Number of squareful arrays
You are given an Array/List Arr of non-negative integers. Your task is to return the number of Squareful permutations of the array.
An array is called Squareful if the sum of every pair of adjacent elements is a perfect square.
Example
ARR[1,3,6] is a Squareful array as 1+3=4 i.e. 2^2 , 3+6=9 i.e. 3^2.
Two permutations ARR1 and ARR2, are different from each other if there exit an index i such that ARR1[i] != ARR2[i].
Example:
[1,6,3] and [6,1,3] are different permutations.
Input format
The first line contains an integer ‘N’, representing the array’s size.

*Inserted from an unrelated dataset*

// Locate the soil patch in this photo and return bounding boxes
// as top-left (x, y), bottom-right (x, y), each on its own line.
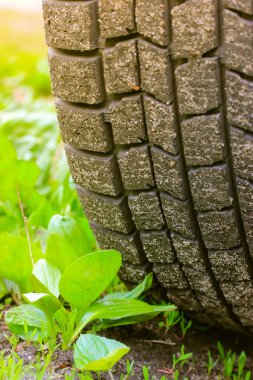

The second contains 'N' space-separated integers, denoting the elements of the array.
Output format
For each test case, return an integer denoting the number of Squareful Permutation of array ARR.
Note:
You don’t need to print anything or take input; it already has been taken care of. Just implement the function.
Constraints:-
1 <= N <= 12
0 <= ARR[i] <= 10^4 , where 0 <= i < N
Time limit: 1 sec
In this approach, we will check all the permutations of the array. And for each permutation in array ‘ARR’, check if ARR[i]+ARR[i+1] is a perfect square. If it is a perfect square, then increase the answer by 1. Return answer.
Algorithm:-
- Function for checking if a specific permutation of ‘ARR’ is Squareful or not.
- Make a function bool CHECK(vector<int> &ARR)
- Iterate ‘i’ from 0 to length of ‘ARR’.
- If floor(sqrt( ARR[i] + ARR[i+1] ))!=ceil(sqrt(ARR[i] + ARR[i+1])), return false.
- Else return false.
- Function for counting all Squareful permutation
- Initialize an int ‘COUNT’ = 0;
- Sort the array ‘ARR’ in increasing order.
- Run a do-while loop to check all Squareful permutations.
- do -> if CHECK(ARR) , then increase count.
- While keep checking for the next permutation of ‘ARR’.
Make a graph where an edge exit from i to j if ARR[i]+ARR[j] is a perfect square. After that count all possible Hamiltonian paths. Total hamiltonian paths will be the number of permutations that are squareful.
Hamiltonian path is a graph path between two vertices of a graph such that all visit all the vertices of the graph at least once.
We will construct the graph where an edge between ‘i’ and ‘j’ if ARR[i] + ARR[j] is a perfect square. We can use dynamic programming to check the hamiltonian paths.
Algorithm:-
- We will first ignore the repetitions and only consider the index permutations.F[S,i] represents the number of permutations when ‘S’ contains the number we had used already, ARR[i] is the last number.
- ‘S’ is a binary number where each bit represents where ‘i’ exits or not.
- Initially F[1<<i, i]=1. Other states are 0.
- Then we will enumerate ‘j’ at each time.
- If ‘j’ is not is ‘S’ and ARR[i]+ARR[j] is perfect square then,
- F[S|1<<j, j] += F[S,i]
- If ‘j’ is not is ‘S’ and ARR[i]+ARR[j] is perfect square then,
- Intialise an int ‘ANS’ = 0,
- Iterate on ‘i’ from 0 to ‘N’, where ‘N’ is size of ‘ARR’.
- Then , ‘ANS’ += F[(1<<N) - 1, i]
- We need to count repeated elements only one , so divide ‘ANS’ from factorial of count of each number in ‘ARR’.